La propuesta apuntaba a proteger este ecosistema único y así ayudar a la recuperación de importantes pesquerías que actualmente están agotadas en el Océano Pacífico Sur, entre ellas la del jurel, al tiempo que se asegura el futuro de la pesca artesanal de la langosta de Juan Fernández. La comunidad de Juan Fernández apoyó la propuesta y la presentó al Gobierno de Chile.
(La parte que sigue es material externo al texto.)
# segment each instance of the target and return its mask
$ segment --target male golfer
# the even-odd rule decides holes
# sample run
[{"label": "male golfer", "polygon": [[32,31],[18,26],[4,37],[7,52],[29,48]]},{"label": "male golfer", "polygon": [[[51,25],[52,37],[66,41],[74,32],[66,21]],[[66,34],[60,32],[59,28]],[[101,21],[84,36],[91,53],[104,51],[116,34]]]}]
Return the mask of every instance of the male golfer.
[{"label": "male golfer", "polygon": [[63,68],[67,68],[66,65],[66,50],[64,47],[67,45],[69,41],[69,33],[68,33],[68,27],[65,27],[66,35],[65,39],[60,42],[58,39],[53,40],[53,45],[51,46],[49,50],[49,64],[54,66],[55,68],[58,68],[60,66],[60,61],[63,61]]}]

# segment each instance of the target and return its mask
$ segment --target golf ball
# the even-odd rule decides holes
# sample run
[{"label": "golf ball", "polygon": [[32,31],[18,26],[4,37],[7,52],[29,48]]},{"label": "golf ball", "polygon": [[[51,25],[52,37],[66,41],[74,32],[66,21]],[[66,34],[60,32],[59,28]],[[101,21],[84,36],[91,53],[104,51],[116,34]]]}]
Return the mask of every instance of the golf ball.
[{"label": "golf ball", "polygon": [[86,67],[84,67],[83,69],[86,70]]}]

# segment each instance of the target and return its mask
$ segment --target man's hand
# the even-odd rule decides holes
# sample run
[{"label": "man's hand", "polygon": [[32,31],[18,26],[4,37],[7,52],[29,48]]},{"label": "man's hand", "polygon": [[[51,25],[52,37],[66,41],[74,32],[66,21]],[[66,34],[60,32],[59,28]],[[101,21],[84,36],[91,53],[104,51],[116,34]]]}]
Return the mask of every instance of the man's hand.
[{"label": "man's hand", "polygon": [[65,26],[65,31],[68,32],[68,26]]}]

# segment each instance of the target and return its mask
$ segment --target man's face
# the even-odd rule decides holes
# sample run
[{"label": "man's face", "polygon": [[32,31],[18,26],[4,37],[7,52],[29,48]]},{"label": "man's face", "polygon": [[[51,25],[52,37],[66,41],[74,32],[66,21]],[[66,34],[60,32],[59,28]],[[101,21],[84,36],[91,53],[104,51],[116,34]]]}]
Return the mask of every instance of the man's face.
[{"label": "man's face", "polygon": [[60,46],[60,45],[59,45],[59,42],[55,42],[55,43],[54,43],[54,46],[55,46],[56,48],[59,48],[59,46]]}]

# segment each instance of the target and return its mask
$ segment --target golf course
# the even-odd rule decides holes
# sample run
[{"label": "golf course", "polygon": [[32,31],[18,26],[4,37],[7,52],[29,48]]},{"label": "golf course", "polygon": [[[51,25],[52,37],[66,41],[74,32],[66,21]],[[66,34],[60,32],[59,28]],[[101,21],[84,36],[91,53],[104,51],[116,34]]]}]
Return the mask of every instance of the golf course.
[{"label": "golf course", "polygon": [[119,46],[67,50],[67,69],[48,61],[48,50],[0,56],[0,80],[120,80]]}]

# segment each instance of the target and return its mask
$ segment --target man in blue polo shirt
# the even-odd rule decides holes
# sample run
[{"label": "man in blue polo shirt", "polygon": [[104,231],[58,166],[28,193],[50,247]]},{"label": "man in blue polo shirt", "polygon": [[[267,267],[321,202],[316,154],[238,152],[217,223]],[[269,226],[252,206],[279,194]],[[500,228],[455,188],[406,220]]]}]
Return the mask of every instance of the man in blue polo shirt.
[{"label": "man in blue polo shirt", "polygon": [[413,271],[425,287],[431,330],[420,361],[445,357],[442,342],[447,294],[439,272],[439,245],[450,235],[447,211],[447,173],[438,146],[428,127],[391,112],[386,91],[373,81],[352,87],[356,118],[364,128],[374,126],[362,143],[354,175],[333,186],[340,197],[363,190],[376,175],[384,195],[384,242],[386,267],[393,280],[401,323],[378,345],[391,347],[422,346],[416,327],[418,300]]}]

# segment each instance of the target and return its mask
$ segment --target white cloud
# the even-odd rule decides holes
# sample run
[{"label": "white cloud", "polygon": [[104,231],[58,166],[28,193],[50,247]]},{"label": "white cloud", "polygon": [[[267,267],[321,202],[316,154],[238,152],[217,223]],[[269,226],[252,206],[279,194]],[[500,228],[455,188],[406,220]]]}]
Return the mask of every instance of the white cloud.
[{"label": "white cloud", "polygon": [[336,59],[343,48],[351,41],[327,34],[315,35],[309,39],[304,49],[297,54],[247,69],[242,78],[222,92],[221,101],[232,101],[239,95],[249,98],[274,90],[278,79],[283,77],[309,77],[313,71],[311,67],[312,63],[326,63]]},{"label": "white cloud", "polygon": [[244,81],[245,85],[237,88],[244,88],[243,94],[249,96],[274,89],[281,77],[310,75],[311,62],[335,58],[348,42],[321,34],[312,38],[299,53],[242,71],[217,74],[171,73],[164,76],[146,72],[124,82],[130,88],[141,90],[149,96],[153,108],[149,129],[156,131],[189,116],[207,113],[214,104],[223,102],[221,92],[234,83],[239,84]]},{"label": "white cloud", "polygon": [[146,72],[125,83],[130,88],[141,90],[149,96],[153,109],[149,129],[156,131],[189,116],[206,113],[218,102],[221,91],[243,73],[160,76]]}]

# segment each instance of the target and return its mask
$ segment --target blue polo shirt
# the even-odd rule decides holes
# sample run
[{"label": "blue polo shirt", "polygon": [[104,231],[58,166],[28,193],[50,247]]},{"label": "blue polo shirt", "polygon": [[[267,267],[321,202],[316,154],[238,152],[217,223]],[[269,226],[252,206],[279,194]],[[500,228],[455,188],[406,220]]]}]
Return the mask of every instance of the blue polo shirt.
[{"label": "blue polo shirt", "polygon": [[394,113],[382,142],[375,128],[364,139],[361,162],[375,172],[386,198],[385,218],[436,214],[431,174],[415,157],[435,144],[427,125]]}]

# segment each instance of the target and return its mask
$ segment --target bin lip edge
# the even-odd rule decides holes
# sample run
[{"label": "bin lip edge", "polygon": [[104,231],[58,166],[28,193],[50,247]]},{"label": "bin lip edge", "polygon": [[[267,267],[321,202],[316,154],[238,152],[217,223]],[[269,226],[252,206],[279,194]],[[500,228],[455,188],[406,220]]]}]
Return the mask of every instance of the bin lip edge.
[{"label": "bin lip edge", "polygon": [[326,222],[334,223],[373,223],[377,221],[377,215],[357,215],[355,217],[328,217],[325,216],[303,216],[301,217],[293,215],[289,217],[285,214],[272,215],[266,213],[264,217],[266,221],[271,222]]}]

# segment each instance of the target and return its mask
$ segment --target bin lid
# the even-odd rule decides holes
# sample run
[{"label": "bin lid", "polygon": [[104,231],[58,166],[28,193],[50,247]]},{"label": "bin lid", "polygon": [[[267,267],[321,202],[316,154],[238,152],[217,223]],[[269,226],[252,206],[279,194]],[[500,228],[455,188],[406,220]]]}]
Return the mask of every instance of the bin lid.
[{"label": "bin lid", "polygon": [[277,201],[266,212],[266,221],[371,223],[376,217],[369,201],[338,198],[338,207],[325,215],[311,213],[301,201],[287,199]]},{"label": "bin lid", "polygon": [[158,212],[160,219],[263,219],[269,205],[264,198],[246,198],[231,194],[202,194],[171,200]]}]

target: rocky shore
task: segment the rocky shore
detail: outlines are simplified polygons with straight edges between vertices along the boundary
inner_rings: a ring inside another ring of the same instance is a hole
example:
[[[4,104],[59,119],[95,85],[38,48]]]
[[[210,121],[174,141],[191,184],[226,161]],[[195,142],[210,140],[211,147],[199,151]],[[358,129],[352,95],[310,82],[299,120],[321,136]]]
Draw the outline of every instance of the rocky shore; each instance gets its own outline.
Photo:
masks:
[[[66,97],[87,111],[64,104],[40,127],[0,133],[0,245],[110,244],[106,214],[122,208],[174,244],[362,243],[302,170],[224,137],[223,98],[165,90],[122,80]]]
“Los pescadores de Juan Fernández han estado esperando este parque marino durante muchos años” declaró el alcalde de la localidad, Felipe Paredes. “Su creación nos permite proteger la biodiversidad y los tesoros del mar que rodean la isla, de la cual hemos recibido sustento durante tanto tiempo”.

La creación del Parque Marino Nazca-Desventuradas constituye un recurso científico importante para el mundo. También es un paso significativo para Chile y su compromiso con el Convenio de las Naciones Unidas sobre la Diversidad Biológica, que apunta a la protección del 10% de las zonas marinas y costeras más importantes del mundo para 2020.

La sobreexplotación, la contaminación, el cambio climático y la extinción masiva de especies son fenómenos que están modificando los complejos ecosistemas oceánicos. Solo unas pocas áreas del océano permanecen relativamente ajenas al impacto humano. Estos lugares prístinos, como el mar que rodea a las Desventuradas, son fundamentales para la salud del ecosistema oceánico mundial. La esperanza es que otros gobiernos sigan el ejemplo y establezcan más áreas protegidas para conservar y recuperar la riqueza de la vida y el hábitat marino.